Managing Information Overload and Photographs

Wednesday, July 1st, 2009

Documents are not only textual documents. Pictures, photographs, music and videos are taking up an increasing amount of space on our hard disks, and constitute a new breed of documents growing at an incredible rate. this is due to democratization of digital capture devices such as cameras, camcorders, and smartphones, the increasing storage space we have at our disposal, whether offline or online.

It has become really difficult to manage all of these documents - How will I find a picture of my kid in front of the Eiffel tower in 10 years from now? One way is to be disciplined in the way we organize them and add metadata  -But how can they be handled for pictures where metadata is not available?
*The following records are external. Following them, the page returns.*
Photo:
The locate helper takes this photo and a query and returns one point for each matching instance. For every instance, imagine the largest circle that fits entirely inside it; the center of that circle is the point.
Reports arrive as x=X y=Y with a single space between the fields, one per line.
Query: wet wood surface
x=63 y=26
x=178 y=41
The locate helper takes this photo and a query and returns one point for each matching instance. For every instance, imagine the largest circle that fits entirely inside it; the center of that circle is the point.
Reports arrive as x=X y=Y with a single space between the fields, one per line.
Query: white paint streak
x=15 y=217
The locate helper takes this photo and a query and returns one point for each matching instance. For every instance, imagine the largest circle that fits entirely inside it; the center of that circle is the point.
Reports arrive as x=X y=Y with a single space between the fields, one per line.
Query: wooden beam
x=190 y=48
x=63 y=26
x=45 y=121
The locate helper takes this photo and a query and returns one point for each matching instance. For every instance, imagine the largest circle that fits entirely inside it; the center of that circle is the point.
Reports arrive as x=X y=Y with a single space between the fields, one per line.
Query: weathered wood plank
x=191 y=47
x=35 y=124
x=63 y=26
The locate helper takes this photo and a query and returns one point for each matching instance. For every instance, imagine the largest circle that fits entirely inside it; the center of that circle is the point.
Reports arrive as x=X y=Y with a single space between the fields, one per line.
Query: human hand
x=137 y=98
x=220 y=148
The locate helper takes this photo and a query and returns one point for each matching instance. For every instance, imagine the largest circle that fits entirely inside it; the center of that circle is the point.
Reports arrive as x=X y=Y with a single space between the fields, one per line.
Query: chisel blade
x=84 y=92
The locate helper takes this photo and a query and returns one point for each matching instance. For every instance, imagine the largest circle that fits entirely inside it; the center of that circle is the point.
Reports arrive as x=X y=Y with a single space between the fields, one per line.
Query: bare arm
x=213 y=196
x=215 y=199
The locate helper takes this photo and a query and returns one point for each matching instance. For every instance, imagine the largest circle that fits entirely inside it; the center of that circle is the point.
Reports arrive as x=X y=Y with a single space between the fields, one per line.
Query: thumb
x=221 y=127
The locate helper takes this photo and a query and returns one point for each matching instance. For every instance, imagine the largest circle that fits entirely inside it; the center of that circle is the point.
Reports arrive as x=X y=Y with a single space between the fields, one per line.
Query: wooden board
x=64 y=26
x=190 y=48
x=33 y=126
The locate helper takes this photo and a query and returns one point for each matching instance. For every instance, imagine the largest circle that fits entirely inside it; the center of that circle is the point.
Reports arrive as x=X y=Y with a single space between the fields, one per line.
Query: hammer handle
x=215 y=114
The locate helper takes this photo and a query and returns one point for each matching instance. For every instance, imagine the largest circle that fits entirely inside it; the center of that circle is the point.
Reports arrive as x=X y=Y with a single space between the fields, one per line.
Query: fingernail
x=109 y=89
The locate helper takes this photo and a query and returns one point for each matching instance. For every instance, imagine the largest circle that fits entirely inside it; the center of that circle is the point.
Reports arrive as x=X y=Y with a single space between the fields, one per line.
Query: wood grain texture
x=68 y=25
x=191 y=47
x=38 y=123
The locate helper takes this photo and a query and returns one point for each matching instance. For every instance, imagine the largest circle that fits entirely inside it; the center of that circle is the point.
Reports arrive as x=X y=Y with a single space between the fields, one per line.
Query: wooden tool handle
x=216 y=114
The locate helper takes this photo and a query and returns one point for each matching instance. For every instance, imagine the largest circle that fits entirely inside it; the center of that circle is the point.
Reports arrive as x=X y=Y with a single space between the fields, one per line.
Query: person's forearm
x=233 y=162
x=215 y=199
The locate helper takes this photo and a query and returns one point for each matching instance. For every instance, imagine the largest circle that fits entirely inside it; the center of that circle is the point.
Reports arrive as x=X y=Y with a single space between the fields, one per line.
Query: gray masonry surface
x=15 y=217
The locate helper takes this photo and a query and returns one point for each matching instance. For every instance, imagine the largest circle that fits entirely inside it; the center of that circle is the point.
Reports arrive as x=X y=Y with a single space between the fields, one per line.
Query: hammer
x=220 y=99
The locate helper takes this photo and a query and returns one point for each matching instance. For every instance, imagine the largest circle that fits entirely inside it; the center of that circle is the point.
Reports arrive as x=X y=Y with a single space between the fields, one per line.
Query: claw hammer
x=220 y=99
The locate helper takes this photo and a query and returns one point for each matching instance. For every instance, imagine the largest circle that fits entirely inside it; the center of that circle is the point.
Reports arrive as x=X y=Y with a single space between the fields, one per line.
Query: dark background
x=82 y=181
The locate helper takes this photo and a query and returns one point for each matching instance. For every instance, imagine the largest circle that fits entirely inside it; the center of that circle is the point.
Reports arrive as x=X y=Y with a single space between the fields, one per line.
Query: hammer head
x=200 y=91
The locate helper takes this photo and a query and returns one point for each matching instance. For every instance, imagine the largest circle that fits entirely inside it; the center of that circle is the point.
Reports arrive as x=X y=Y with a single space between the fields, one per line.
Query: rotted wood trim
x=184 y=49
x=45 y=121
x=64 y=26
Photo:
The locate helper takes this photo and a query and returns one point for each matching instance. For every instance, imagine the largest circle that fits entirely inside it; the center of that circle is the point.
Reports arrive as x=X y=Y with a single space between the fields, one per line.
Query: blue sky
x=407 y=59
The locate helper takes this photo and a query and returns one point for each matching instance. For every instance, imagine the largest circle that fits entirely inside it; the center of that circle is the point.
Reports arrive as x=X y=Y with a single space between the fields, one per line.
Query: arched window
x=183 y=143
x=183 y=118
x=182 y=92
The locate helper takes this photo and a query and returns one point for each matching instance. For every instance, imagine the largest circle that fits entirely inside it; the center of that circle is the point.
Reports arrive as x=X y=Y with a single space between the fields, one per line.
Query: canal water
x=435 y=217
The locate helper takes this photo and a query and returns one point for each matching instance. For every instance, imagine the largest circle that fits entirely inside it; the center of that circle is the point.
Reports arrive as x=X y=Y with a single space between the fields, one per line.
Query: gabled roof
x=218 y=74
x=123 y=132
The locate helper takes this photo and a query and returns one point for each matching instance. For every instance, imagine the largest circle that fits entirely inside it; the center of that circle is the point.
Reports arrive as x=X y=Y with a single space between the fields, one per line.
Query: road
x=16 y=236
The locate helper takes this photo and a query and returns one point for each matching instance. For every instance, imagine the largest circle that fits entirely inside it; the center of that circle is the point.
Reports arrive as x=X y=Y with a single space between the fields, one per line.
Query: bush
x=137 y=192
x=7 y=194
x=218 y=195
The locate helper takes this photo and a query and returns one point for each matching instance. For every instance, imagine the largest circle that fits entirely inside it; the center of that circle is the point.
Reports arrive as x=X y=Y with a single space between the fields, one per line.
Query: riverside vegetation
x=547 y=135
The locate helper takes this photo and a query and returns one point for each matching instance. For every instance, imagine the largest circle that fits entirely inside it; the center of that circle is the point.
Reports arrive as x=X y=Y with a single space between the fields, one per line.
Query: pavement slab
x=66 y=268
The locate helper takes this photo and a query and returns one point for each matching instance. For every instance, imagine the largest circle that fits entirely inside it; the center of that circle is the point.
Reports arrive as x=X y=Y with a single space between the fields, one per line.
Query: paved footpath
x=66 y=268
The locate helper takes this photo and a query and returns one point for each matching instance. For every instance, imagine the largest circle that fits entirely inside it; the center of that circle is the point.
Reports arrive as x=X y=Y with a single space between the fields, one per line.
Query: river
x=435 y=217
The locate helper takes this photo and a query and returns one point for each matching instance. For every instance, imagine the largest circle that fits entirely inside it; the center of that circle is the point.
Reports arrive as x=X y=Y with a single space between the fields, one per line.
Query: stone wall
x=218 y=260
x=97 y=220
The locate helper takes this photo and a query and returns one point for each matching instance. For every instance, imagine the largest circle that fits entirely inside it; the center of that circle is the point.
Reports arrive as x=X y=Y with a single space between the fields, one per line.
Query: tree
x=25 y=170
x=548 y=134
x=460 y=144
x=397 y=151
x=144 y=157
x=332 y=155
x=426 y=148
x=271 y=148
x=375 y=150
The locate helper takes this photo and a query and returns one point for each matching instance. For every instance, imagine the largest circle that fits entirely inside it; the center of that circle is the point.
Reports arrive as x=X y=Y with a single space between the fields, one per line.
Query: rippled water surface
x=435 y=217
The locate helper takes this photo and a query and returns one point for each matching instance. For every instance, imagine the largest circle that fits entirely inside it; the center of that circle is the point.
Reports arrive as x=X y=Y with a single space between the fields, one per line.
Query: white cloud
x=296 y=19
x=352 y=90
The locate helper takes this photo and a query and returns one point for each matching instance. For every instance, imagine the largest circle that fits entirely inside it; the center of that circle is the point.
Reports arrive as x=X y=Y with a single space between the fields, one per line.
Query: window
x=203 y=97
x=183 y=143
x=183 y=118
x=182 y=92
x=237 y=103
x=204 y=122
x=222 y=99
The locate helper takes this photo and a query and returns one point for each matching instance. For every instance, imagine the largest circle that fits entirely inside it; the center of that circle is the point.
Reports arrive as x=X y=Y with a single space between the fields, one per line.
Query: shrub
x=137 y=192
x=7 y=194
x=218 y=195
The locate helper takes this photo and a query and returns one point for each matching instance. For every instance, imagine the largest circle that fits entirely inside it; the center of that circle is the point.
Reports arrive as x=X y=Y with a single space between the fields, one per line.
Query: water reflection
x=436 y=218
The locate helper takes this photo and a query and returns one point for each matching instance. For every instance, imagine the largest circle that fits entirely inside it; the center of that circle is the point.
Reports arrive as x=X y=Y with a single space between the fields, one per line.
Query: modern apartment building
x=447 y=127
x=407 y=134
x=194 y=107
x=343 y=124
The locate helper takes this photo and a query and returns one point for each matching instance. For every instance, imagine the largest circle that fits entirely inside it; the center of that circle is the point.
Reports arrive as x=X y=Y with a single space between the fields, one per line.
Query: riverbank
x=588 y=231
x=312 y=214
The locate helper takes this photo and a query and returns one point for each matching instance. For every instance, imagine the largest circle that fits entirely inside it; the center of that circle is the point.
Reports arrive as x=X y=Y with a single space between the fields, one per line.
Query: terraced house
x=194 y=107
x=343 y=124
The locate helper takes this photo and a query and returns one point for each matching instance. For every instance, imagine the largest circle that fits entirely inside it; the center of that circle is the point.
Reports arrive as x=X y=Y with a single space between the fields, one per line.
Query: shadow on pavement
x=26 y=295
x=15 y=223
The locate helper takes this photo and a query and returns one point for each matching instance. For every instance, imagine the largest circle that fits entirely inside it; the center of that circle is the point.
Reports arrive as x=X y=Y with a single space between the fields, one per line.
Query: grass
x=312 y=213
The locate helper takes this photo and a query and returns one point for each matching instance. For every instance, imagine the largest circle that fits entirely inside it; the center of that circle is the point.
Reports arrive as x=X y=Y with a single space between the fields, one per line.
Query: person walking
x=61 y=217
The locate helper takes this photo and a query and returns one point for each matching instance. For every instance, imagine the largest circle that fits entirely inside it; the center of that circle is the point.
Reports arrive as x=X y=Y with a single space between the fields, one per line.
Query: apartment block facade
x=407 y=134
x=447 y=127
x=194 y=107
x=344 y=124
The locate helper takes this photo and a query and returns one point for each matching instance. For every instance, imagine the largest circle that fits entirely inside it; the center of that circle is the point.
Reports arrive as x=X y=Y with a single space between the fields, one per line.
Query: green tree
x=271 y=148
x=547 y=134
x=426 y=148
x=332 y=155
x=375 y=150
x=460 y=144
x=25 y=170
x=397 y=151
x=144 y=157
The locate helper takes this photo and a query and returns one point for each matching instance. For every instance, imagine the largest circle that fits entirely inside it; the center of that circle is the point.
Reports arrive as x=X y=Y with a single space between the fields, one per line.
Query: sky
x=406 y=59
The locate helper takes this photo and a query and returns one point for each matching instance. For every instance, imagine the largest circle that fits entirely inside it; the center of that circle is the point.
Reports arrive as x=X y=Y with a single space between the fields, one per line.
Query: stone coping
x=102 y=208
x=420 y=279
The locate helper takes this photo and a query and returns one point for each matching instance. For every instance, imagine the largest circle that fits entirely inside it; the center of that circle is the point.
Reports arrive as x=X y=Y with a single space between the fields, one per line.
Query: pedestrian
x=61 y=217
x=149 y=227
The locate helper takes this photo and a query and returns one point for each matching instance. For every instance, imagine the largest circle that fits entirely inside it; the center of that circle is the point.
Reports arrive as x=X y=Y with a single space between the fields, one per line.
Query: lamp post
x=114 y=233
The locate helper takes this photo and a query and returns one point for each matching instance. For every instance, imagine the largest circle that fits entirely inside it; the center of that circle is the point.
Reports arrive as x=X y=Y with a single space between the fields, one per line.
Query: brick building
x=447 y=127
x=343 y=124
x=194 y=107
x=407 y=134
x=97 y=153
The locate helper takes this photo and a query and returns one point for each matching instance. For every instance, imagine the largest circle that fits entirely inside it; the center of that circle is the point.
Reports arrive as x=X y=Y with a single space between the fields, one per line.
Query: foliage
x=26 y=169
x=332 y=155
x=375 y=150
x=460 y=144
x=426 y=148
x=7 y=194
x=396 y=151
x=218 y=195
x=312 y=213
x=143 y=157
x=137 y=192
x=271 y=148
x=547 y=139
Not to mention this metadata is often subjective (e.g. content of a photograph – should I use Paris, Eiffel, Tower, Trocadero? )

What if the actual content of pictures and photographs could be used as the source of your search…

Computer Vision is progressing, and a number of technologies are under development to automatically analyze the content of a picture, and find other photographs with similar content. There are many technologies for managing large image repositories, at Xerox and elsewhere. I particularly like this example application though, because it’s live and works off a real database – it lets you search in a database of 10 million images for images similar to the one you have selected or uploaded. Try it with your holiday pictures, it’s quite impressive – especially in the accuracy of the results.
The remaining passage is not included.